I came across the following example & I wanted to write about it but I realized it was a good example of a Thinkie & I haven’t written about thiat Thinkie yet so here it is. Whew! Quite the opening sentence.
Pattern: You’re stuck thinking about a complicated problem.
Transformation: Look at the problem in its wider context. What are the “sources & uses” (from Permaculture) of the problem? What feedback loops does it participate in?
Okay, here’s the motivating example. I’ve been hearing the slogan, “Profit is theft.” I’m not convinced but where does the idea come from? Here’s the quote that got me thinking about wider scope:
In economics there’s a concept called “ecosystem exploitation.” It’s what happens when a producer appropriates the difference between what an input costs and what it contributes to the final output. In the original framing this was strictly about labor.
A factory owner pays a worker a wage.
That worker produces something worth considerably more than that wage.
The owner sells that product and pockets the difference in value.
That final act is exploitation because the surplus created in production is not returned to the input that generated it.
The paper goes on to talk about how training LLMs is exploitive in this way, which I happen to agree with. However, not my point.
The structure above—paid a wage→produce→sold—isn’t the whole picture. “Profit is theft” makes good sense if that’s the whole picture. However, there’s a larger sequence into which this picture fits:
Capital owner invests in building a factory.
Worker paid a wage.
Produces widget.
Widget sold at a profit.
Capital owner gets paid back with interest.
What incentive does the capital owner have to build the factory, without which there is no production, without step 5? If we give all the profit to the worker, the factory never gets built. We’re going to have to find a way to split the excess of sales price - cost of production.
Now, I realize I have stepped into a giant centuries old debate, no, war, but that’s not my point (although my question about incentives for those producing content digested by LLMs holds). My point is rather than pick apart the pieces of a complicated problem, sometimes it’s more productive to zoom out & see the problem in context.

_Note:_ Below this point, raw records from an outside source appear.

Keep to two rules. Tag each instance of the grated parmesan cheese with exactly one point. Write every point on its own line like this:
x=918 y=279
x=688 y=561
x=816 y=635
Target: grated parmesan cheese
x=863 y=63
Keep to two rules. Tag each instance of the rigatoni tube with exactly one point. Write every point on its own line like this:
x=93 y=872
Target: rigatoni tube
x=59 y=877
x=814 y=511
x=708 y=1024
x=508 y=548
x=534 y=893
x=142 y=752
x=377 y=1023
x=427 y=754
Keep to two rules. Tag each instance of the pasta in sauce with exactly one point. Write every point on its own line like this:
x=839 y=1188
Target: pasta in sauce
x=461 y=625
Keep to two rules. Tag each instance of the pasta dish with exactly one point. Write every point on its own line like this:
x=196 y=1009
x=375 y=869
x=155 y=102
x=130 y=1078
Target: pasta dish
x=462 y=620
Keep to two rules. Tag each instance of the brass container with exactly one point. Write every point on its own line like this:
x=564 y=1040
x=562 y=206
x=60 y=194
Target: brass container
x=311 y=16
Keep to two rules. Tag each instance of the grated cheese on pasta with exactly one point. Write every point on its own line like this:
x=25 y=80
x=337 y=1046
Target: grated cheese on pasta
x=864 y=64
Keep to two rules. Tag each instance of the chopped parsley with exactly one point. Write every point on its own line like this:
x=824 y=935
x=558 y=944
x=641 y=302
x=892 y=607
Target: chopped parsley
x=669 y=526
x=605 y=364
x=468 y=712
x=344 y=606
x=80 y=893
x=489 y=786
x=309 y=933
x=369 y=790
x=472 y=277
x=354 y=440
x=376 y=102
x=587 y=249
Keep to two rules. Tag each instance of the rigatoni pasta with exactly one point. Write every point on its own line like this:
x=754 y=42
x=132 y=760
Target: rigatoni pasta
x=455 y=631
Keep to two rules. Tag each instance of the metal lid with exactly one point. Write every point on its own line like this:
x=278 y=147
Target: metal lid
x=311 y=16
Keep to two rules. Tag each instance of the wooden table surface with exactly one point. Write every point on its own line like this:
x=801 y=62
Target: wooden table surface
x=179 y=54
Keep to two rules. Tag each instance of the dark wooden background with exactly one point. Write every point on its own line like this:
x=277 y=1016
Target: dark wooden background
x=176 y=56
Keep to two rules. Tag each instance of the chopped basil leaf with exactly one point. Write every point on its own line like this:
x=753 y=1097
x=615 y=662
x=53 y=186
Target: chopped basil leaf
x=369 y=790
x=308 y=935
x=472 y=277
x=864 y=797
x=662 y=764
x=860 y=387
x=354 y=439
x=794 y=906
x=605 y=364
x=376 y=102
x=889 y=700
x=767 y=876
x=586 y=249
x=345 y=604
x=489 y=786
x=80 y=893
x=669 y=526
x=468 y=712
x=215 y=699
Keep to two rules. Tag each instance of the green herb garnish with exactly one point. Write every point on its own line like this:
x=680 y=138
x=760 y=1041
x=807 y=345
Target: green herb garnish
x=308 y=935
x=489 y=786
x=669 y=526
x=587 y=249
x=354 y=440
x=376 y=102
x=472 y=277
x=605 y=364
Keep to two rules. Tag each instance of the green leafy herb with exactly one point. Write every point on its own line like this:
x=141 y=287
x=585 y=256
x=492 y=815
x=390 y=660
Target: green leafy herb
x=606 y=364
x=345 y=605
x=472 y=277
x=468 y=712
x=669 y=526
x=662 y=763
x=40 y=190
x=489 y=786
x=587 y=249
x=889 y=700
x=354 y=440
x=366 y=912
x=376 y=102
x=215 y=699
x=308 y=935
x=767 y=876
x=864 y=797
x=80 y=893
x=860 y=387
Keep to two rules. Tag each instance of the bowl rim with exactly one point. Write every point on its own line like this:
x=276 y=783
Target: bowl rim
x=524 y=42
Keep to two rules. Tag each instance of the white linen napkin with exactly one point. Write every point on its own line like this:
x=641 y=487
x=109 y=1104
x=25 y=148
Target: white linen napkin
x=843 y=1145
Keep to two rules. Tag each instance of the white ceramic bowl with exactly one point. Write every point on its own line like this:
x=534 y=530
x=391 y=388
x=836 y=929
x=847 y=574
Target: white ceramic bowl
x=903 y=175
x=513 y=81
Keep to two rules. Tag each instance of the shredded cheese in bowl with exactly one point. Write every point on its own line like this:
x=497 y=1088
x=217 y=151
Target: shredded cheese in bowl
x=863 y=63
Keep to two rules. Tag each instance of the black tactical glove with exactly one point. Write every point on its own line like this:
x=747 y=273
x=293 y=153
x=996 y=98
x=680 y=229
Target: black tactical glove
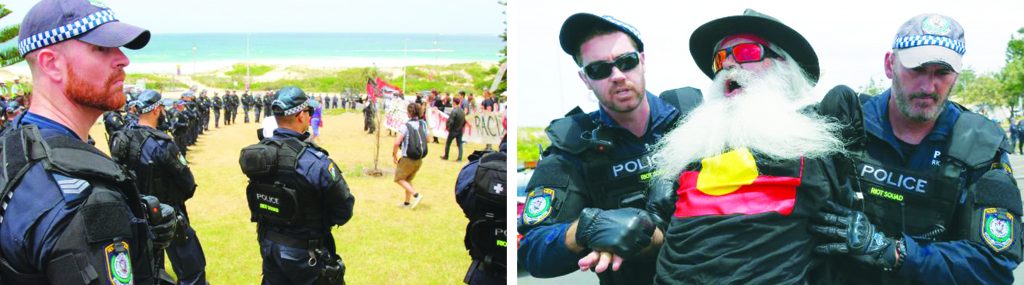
x=856 y=237
x=624 y=232
x=662 y=203
x=165 y=228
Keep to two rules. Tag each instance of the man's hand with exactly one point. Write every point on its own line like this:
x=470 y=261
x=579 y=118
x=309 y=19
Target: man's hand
x=856 y=237
x=624 y=232
x=599 y=261
x=662 y=203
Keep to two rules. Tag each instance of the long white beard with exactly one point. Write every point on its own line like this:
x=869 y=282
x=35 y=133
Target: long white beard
x=765 y=117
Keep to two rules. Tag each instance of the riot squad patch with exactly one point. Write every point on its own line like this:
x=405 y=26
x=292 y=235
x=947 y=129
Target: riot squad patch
x=539 y=204
x=118 y=262
x=997 y=229
x=333 y=170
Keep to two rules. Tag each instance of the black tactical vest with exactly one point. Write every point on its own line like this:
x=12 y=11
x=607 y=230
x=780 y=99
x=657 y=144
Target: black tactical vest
x=113 y=210
x=485 y=236
x=276 y=194
x=126 y=149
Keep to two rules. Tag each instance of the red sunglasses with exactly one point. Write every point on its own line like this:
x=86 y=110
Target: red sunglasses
x=744 y=52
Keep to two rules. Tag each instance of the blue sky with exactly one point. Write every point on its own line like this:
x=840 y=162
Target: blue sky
x=850 y=38
x=407 y=16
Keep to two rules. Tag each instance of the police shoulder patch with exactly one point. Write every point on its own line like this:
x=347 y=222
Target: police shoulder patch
x=334 y=171
x=118 y=262
x=997 y=229
x=539 y=204
x=71 y=188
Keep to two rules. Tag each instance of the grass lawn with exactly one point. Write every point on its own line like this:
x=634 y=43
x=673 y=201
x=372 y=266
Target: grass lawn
x=527 y=140
x=382 y=244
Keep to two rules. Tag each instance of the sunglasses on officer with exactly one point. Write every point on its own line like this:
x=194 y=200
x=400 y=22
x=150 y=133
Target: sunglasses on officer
x=601 y=70
x=744 y=52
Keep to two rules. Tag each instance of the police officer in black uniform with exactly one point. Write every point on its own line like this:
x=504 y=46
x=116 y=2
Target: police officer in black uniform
x=268 y=98
x=481 y=191
x=296 y=194
x=162 y=171
x=71 y=214
x=258 y=106
x=217 y=104
x=588 y=194
x=933 y=199
x=247 y=104
x=235 y=107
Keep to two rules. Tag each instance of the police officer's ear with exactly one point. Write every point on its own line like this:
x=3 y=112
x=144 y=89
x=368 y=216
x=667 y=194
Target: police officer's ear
x=49 y=62
x=890 y=60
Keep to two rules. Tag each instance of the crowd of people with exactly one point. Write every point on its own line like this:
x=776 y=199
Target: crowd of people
x=75 y=215
x=754 y=180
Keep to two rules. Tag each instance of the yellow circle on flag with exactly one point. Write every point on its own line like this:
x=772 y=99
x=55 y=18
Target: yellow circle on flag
x=726 y=172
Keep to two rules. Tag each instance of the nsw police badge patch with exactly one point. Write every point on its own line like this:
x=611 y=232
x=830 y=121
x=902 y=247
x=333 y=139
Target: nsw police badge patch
x=538 y=206
x=997 y=229
x=118 y=262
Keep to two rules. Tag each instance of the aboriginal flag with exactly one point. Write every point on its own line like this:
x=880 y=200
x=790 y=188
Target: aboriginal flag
x=734 y=182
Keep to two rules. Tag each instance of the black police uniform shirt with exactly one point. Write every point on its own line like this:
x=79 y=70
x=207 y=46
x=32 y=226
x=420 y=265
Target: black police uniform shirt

This lines up squarely with a post I'm writing on the Performance Pillar that talks about local vs system optimization. In this case, if the system (factory) is optimized for return to investors, it will only do what's needed to keep workers effective at that goal. All profits to workers will mean shutting the factory down when it's time for expensive repairs or expansion. Both are cases of local optimizations.
I think the real question is about equitable distribution of profits AND agency. Some get a share of future profits in the form of equity or a pension. How much say in the direction of the company does a single worker have compared to a single investor? Depends! Collectively, workers can organize for a bit more say in their future. Investors can pool or singly pony up more cash.
Trading future health and ability to earn in the future for current pay isn't a viable long-term strategy for workers so there's also healthy working conditions that factory laborers need to think about.
Meanwhile, investors also need to protect their future returns. Redistributing some profits back into the company for maintenance, repairs, insurance, growth, etc is equally important for everyone - workers included. They may see other opportunities to invest that have a higher return, so there's that too.
And there's the even bigger picture - a sizable portion of investment capital comes from pension funds! The future income of workers is at stake too. Not sure if that's the snake eating its own tail or not, but it warps the picture even further thinking about how and when profits make their way around.
The introduction of copyright law in response to the printing press may be a useful precedent for changing the framework of IP for the LLM era.
The printing press radically changed how content was consumed, in a way that was beneficial to consumers. But the profits went entirely to those owning the technology (printing houses), with nothing going to the creators, often not even attribution for creating the work. Copyright law, although originally intended to give the (English) government a revenue stream and censorship powers, evolved into something that gave content creators a share of the proceeds for distributing their work. It did this by applying the concept of property to content, so the existing legal system could be extended to cover content.
So now LLMs are radically changing how content is consumed, in a way that is beneficial to consumers (although not everyone agrees). All of the profits (or revenues, at least) currently go to those owning the technology (the LLM makers), with nothing going to the creators, usually not even attribution.
I don't think current copyright law works in this world. I also don't think the answer is simply shutting down LLMs, or making it more difficult for them to train on content. There is genuine benefit to society and consumers in making content widely available through LLMs.
I don't know what the answer is, but I strongly suspect it involves changing the legal framework. I wonder if something like Performing Rights Organizations could work, acting as intermediaries to collect payments from LLM makers and distributing to content creators, could work.
Enforcing attribution is important as well.
As a non-fiction author, I want what I write to be reflected in what people are told by LLMs. Otherwise what they are told will be wrong ;-). My motivations for creating content are a) to make a small bit of money, b) to disseminate my ideas because they are the right ideas (again, ;-)), and c) to boost my reputation so people hire me.
The last one is really the most concretely important to me. I don't mind other people making some profit off of my content (publisher, distributors, bookstores all do). But if I get no direct money or visibility from writing, then ultimately, the only people providing content for LLMs to consume will be crackpots and cranks.